Pending before the Court in the above referenced class action and derivative complaint, brought pursuant to Sections 36(a) and 36(b) of the Investment Company Act of 1940 ("ICA"), 15 U.S.C. § 80a-35(a) and (b) (1976) and alleging violations of the ICA and common-law breach of fiduciary duties to a closed-end fund's shareholders and ultra vires acts, illegally conducted without the required approval vote of a majority of the shares, are the following motions: Plaintiffs Kevin King and David L. Massarano's motion for class certification pursuant to Rule 23(b)(3) (instrument # 19); Defendants Sam P. Douglass, Nolan Lehmann, Gregory Flanagan, Robert L. Knauss, John W. Storms, Francis D. Tuggle, Edward E. Williams, Gary R. Peterson,1 Equus Capital Management Corporation ("ECM" or "the Adviser"), and Equus II, Inc.'s ("the Fund's")2 amended motion to dismiss (# 26); and Defendants' motion to partially stay discovery (# 28). Plaintiffs seek declaratory relief and damages.

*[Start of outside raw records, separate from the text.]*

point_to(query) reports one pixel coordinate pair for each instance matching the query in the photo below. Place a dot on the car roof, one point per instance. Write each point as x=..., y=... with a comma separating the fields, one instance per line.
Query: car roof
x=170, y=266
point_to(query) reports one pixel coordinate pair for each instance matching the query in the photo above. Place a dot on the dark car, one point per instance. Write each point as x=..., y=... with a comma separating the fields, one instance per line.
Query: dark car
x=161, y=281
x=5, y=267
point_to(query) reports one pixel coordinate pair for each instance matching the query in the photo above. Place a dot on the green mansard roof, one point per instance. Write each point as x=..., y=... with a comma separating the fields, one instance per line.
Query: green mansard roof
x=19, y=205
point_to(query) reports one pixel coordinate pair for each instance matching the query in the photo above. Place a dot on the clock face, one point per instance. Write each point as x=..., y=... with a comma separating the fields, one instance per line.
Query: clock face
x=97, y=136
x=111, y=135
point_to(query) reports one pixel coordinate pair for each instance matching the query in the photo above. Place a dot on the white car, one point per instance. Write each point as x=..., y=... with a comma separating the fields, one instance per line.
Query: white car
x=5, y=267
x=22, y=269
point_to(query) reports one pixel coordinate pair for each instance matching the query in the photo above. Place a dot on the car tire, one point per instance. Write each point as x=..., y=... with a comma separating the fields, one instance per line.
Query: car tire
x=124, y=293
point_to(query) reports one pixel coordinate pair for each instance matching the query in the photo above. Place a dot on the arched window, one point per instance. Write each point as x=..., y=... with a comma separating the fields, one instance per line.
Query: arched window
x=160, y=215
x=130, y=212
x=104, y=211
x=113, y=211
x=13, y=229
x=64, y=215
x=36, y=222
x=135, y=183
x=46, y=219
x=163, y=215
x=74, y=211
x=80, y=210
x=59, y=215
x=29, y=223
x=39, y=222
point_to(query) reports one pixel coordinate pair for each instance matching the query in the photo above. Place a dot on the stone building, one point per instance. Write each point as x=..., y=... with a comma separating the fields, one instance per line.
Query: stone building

Plaintiffs' complaint, at 10, explains that unlike open-end funds, which can repeatedly hold public offerings of new shares, closed-end funds do not usually issue new shares after the initial offering and therefore do not expand through infusions of new, outside capital. Instead, closed-end funds usually expand only through the gradual increase in the value of their underlying portfolio. Plaintiffs allege that Equus II, Inc. ("the Fund"), here, has been hurt by the steep discount of the market price of its stock in relation to its NAV, approximately 30%, in the past three years.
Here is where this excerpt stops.